Crude oil prices rebounded after the previous decline after the American Petroleum Institute (API) announced on Tuesday that US crude oil stocks rose 4.2 million barrels last week. Official data from the US Energy Information Administration data will be released later Wednesday.
US housing data
Housing construction in the US increased more than expected in October. This suggests that the housing market continues to be protected by historically low mortgage rates, although the economic recovery in the midst of a resurgence in new COVID-19 infections showed signs of tension.
The US Department of Commerce said on Wednesday that housing starts rose to 1,530 million units on a seasonally adjusted annual basis last month.

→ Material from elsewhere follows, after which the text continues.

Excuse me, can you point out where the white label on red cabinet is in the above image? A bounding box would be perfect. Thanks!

September data was revised from the previously reported 1,415 million to 1,459 million units.
Economists surveyed by Reuters predicted 1.460 million housing units in September.
Trump’s withdrawal order
Acting US Defense Secretary Christopher Miller on Tuesday confirmed that President Trump had ordered to reduce the number of American troops in Afghanistan and Iraq to 2,500 each by January 15, 5 days before the end of his tenure.
Despite the failure of the United States to stabilize both countries it occupied as part of the war against Islamist groups at the turn of the century, Trump’s order is to cause more instability in Washington, both Republican and Democratic members of the US Congress and American ally Western Europeans say.
The Taliban, which the United States brought down from the government in Afghanistan during the war that started in 2001 announced that it welcomed the Trump administration’s decision to withdraw troops.
German Foreign Minister Heiko Maas said on Wednesday that an early withdrawal of US and NATO allies from Afghanistan could complicate the peace talks between the government in Kabul and the Taliban.
“It is very important for us not to endanger what we have reached so far by taking any hasty action,” said Maas.
The German government is in contact with Washington and the NATO alliance and is exploring what consequences the US withdrawal will have for some 1,200 German soldiers still stationed in Afghanistan as part of a larger NATO mission.
“We are particularly concerned about how the US announcement will affect the peace talks for Afghanistan,” Maas said, adding that the negotiations are already complicated enough.